The A167(M) is unusual due to having a slip road leading from an unclassified road directly onto the right-hand ("fast") lane at Camden Street, a result of its two-tier construction. However, as of late 2011, this slip road is closed. It also has other junctions where entry to and exit from the motorway is via the outside lane, which can lead to a lot of weaving and conflicting traffic movement.
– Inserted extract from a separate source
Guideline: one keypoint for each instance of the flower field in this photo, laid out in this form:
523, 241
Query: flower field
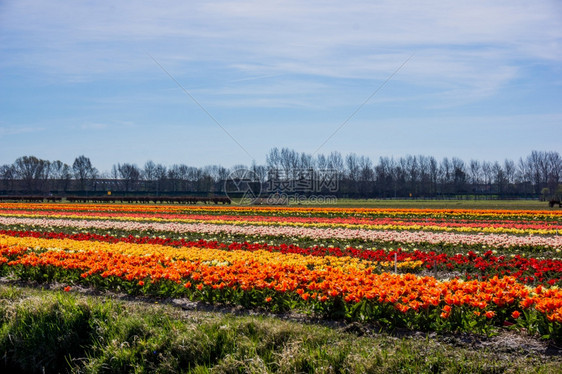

The A167(M) is subject to a 50 mph speed limit throughout.

===Construction===
The £7.7m contract was for 3 miles, given to Costain on Monday 7 February 1972. Work started in early April 1972.

It opened to traffic on Tuesday August 12 1975 at noon., and was officially opened at 11am by Chairman of Tyne and Wear Council, Derek Sleightholme.

===Junctions===

County: Location; Junction; Destinations (NB); Destinations (SB); Notes
Tyne and Wear: Newcastle City Centre; Town Moor; Jedburgh, Newcastle Airport (A696), Hexham (A69), Morpeth (A1) A167 B1318 – City Centre B1318 – Gosforth; Northern terminus; Road continues northward as A167
Jesmond Road: Tynemouth , the EAST (A1058)
New Bridge Street: B1307 – City Centre Wallsend (A193); Exit to Carliol Square from northbound only. Entry from Carliol Square to northbound and southbound via roundabout.
Carliol Square: No access
Pilgrim Street: Southern terminus; The SOUTH, Gateshead (A1(M)) A167 Walker, City Centre (A186); Road continues southwards as A167.
1.000 mi = 1.609 km; 1.000 km = 0.621 mi Incomplete access;

==Future==
In June 2019, North Yorkshire County Council prioritised a scheme to construct a bypass on the A167 around the town of Northallerton in North Yorkshire. This would be a north–south road which was costed at £40 million in 2019.